Favel explained that the artistic inspiration for Native performance art must come from the source by "developing the performance practices of our ancestors."
He said that this is "a process that reduces Native songs and dances to their bare essentials, which are the basic building blocks that will become the starting points for a creative and vital action, whose source is not transplanted and colonial."
Favel compares this to journeying upstream to find the source of the river, and that the source of art must come from the heart of the culture.
In Favel's theatrical world, however, the stage is not merely a powwow ground. It's something more dynamic and stylized. Favel's dramatic art will draw inspiration from ceremonial life, but will not exploit the traditional rituals on stage.
The Native artist faces a dilemma. He must preserve the heart and centre of ceremonial life while never revealing it or showing it, and yet be visibly transformed and revitalized by it, Favel said.
"It is not for nothing that our old shamans say, 'This is not for show, do not sell this,'" he explained.

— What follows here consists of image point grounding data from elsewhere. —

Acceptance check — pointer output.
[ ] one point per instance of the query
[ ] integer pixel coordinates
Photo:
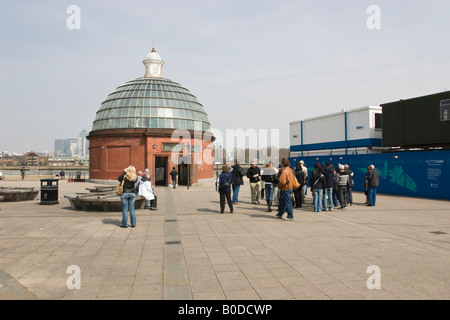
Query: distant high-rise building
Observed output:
(76, 147)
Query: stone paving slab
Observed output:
(188, 250)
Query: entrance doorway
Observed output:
(160, 171)
(183, 174)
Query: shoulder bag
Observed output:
(119, 189)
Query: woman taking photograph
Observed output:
(128, 196)
(224, 188)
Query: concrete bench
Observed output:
(18, 194)
(100, 201)
(102, 188)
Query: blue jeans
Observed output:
(328, 195)
(286, 204)
(236, 188)
(128, 200)
(269, 192)
(317, 199)
(372, 195)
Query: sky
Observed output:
(252, 64)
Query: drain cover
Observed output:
(173, 242)
(438, 232)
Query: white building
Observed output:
(353, 131)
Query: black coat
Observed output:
(238, 173)
(128, 186)
(251, 172)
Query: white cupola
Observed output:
(153, 65)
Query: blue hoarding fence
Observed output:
(423, 174)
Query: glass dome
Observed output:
(156, 103)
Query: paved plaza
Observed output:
(187, 250)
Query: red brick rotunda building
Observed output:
(135, 126)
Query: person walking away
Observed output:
(300, 175)
(317, 182)
(174, 175)
(267, 176)
(335, 186)
(225, 188)
(237, 181)
(342, 187)
(262, 186)
(305, 187)
(254, 175)
(350, 185)
(373, 181)
(328, 172)
(128, 196)
(146, 190)
(366, 185)
(286, 185)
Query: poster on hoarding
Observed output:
(434, 172)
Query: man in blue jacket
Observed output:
(329, 182)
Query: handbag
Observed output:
(119, 189)
(296, 183)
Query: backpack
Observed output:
(336, 179)
(350, 182)
(223, 184)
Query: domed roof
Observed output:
(153, 55)
(151, 102)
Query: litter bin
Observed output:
(49, 191)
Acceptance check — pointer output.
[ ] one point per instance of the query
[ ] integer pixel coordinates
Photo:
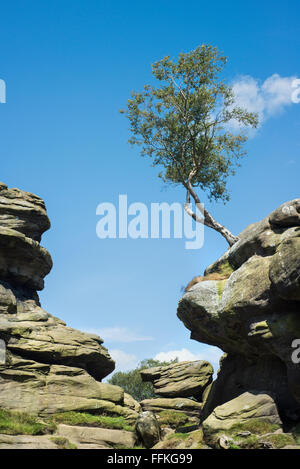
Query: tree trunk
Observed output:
(207, 219)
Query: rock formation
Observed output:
(254, 314)
(184, 379)
(46, 367)
(180, 386)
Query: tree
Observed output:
(131, 381)
(185, 124)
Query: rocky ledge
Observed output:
(253, 314)
(45, 366)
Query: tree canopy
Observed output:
(131, 381)
(191, 127)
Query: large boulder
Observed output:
(184, 379)
(257, 412)
(45, 366)
(147, 429)
(174, 412)
(97, 438)
(254, 314)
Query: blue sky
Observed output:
(69, 66)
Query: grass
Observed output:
(225, 269)
(280, 440)
(19, 423)
(63, 443)
(256, 426)
(174, 419)
(83, 418)
(221, 286)
(182, 436)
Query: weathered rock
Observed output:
(243, 409)
(96, 438)
(193, 440)
(22, 260)
(39, 388)
(23, 212)
(178, 404)
(238, 375)
(285, 269)
(253, 315)
(30, 331)
(131, 403)
(147, 429)
(27, 442)
(184, 379)
(45, 366)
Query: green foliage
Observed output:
(280, 440)
(172, 418)
(84, 418)
(225, 269)
(132, 383)
(63, 443)
(182, 436)
(256, 426)
(17, 423)
(184, 124)
(221, 286)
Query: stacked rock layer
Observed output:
(254, 314)
(45, 366)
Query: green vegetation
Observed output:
(83, 418)
(255, 426)
(182, 436)
(131, 381)
(172, 418)
(280, 440)
(18, 423)
(183, 125)
(225, 269)
(63, 443)
(221, 286)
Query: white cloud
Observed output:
(119, 334)
(209, 353)
(268, 98)
(124, 361)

Favel is the director of the Red Tattoo Ensemble in Regina, the Takwakin Theatre in Edmonton, and founder of the Native Theatre Workshop, which is one of two specialized training programs in Canada. He also has a long-term goal to "rehearse on the reserve." Favel wants to bring other artists and friends into a very comfortable and dynamic Native environment, because, he explained, "everything doesn't have to be centralized in big cities."
Favel feels that it's very important to pick a venue for Native theatre that's culturally friendly, and affordable to young artists and actors.
"And as a Native artist, you want to do something for your family and culture [to] create opportunities at the training and professional level for other Natives -- [this is] a very tangible way we can help people," he said. "it's something I consciously do as my small part to help with the cause."
Favel also likes to use Plains Cree in dramatic dialogue and monologue. He did this last spring with Dennis Omeasoo in Hobbema, Alta. by creating a traditional theatre-dance piece, spoken only in Cree for a Cree audience.
He described the experience as a very fulfilling one for both audience and cast, because it went beyond entertainment to become an act of culture.
But Favel also maintained that theatrical work must also be entertaining.
"People have to be entertained in the theatre. And I like to be entertained, because, at an absolute minimum, [drama] has to be pleasing to the eye, the ear and the senses," he said.
Favel said that most fulfilling show ever did was for the 1994 Canadian Dance Festival in Ottawa, because the images he created were drawn from his own personal and cultural experiences. It was when they meshed that it "felt like art."
"I prefer these days to just be called an artist," said Favel. "But what is naturally reflected in all my work is my Native heritage."